Сучья жалобно шипели, пуская к потолку белесоватый и горький дымок. Потом в этом чаду стало пробиваться робкое пламя. Осмелев, оно начало кочевать по хворосту и играть на нем своими легкими, как у ящерицы, язычками. Дыма стало меньше, и он не так ел глаза. Инари сел у очага, снял с пояса гранаты, отложил подальше от огня и снова стал размышлять о будущей своей жизни, о Хильде, и на этих приятных мыслях настиг его крепкий сон.

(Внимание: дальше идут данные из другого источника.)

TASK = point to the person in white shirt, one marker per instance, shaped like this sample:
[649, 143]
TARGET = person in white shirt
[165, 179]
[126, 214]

Ласково потрескивали сучья. От накаляющихся камней стало тепло.
На дворе огромная холодная и тихая ночь. Ночь без звука, без волчьего воя, без совиного крика. В такую ночь за километр слышен любой звук.
Инари крепко спал, растянувшись на полу сторожки. Ему снился сон.
Хильда шла навстречу, протянув к нему руки, и позади, закрытое ее головой, вставало солнце. Лучи солнца пробивались сквозь пряди ее светлых волос, и волосы, казалось, сами светились идущим изнутри сиянием.
«Это уже когда-то было со мной. Она так же шла, сияя, протянув мне навстречу руки, такая же стройная, — радостно подумалось Инари, — это было в раннем детстве. Нет, это не могло быть, я ведь старше ее намного».
И он пошел навстречу к ней и взял ее за крепкие руки и услышал концами пальцев своих и всем сердцем своим, как пульсирует ее жилка у запястья.
Этот сон переполнил его таким ясным ощущением счастья, что проснулся он с улыбкой на губах.
Проснулся он оттого, что кто-то настойчиво стучал в запертую им изнутри дверь.
«Наконец догнали меня, а я уж выспаться успел», — подумал он и вскочил, чтобы открыть дверь.
Но все же из предосторожности он спросил:
— Кто?
— Свои, партизаны, — услышал он в ответ.
И он спокойно открыл дверь.
После темноты сторожки его ослепило яркое дневное солнце и сверкающий своей нетронутой белизной недавно выпавший снег.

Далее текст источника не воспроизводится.